Web crawler data sources download data from public web pages. Starting from a designated source page, they download each page they can find, and any pages or documents linked from that page. You can add regular expressions to control which pages are included or excluded from the web crawl.
Regular expressions are a method of defining flexible patterns to be searched in text. If you're not familiar with regular expressions, you can learn more from this quickstart guide. Keep your regular expressions simple: look-ahead expressions and extensive backtracking are not supported.
You can add:
- Up to ten source URLs where the web crawler will begin downloading.
You can configure whether or not the crawler should include subdomains when crawling.
Pages that are not in these domains will not be downloaded.
If you want to download a specific page from another domain, you can add an inclusion pattern for that page. - Up to 25 regular expression patterns of URLs to exclude.
URLs that match these patterns will not be downloaded.
If you want to download a specific page that matches your exclusion patterns, you can add an inclusion pattern for that page. - Up to 25 regular expression patterns of URLs to include.
URLs that match these patterns will be downloaded, even if they also match an exclusion pattern or don't belong to your source URL domain.
You can also configure some limits to ensure your web crawler doesn't negatively impact the performance of the web page as it crawls:
- The maximum number of pages to visit.
This number must be higher than the number of source URLs you specify. If you have selected to include subdomains, the maximum pages must be higher than the number of source URLs plus all their subdomains. - The number of pages the crawler should visit per minute.
Visiting a high number of pages per minute may be interpreted as a cyber attack by the web site you are crawling, which could result in the crawler being blocked from accessing the web site. Lower numbers have less impact on the web page but take longer to sync.
Configure a web crawler
To configure a web crawler:
- Click Manage > More in the left navigation, then click Knowledge Bases.
- Click the knowledge base of the data source you want to update.
- Click the name of the data source you want to configure.
- If you want to also crawl the subdomains of the source URLs, select Include Subdomains.
For example, if your source URL is example.com, including subdomains would also crawl info.example.com. - If you want to add additional source URLs, click + Source URL and type the URL in the new field.
You can add up to ten source URLs.
Pages that are not in these domains won't be crawled unless you add an inclusion pattern for them. - If you want to prevent some URLs from being crawled:
- Click + Exclusion Pattern.
- Type the regular expression to exclude.
Remember to use '' to escape special characters like '/' and '.'. You can use a platform like Regex101.com to test your regular expression.
You can add up to 25 regular expressions.
- If you want to ensure some URLs are crawled:
- Click + Inclusion Pattern.
- Type the regular expression to include.

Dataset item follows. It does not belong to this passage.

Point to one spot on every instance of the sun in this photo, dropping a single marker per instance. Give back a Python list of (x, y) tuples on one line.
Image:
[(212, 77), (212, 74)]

Remember to use '' to escape special characters like '/' and '.'. You can use a platform like Regex101.com to test your regular expression.
You can add up to 25 regular expressions.
- If you want to configure the maximum number of pages crawled or the crawl speed:
- In the Data Source Config panel, expand Crawler Limits.
- Update the Max Pages you want the web crawler to visit.
This must be higher than the total number of source URLs you have added, including their subdomains if you've selected to include subdomains. - Update the Pages Crawled per Minute.
Use caution if increasing this number. Crawling too many pages per minute may result in the crawler being blocked from accessing the web site.
Use a lower number to reduce the performance impact on the web page. Crawling fewer pages per minute means the data source will take longer to sync.
- Click Save.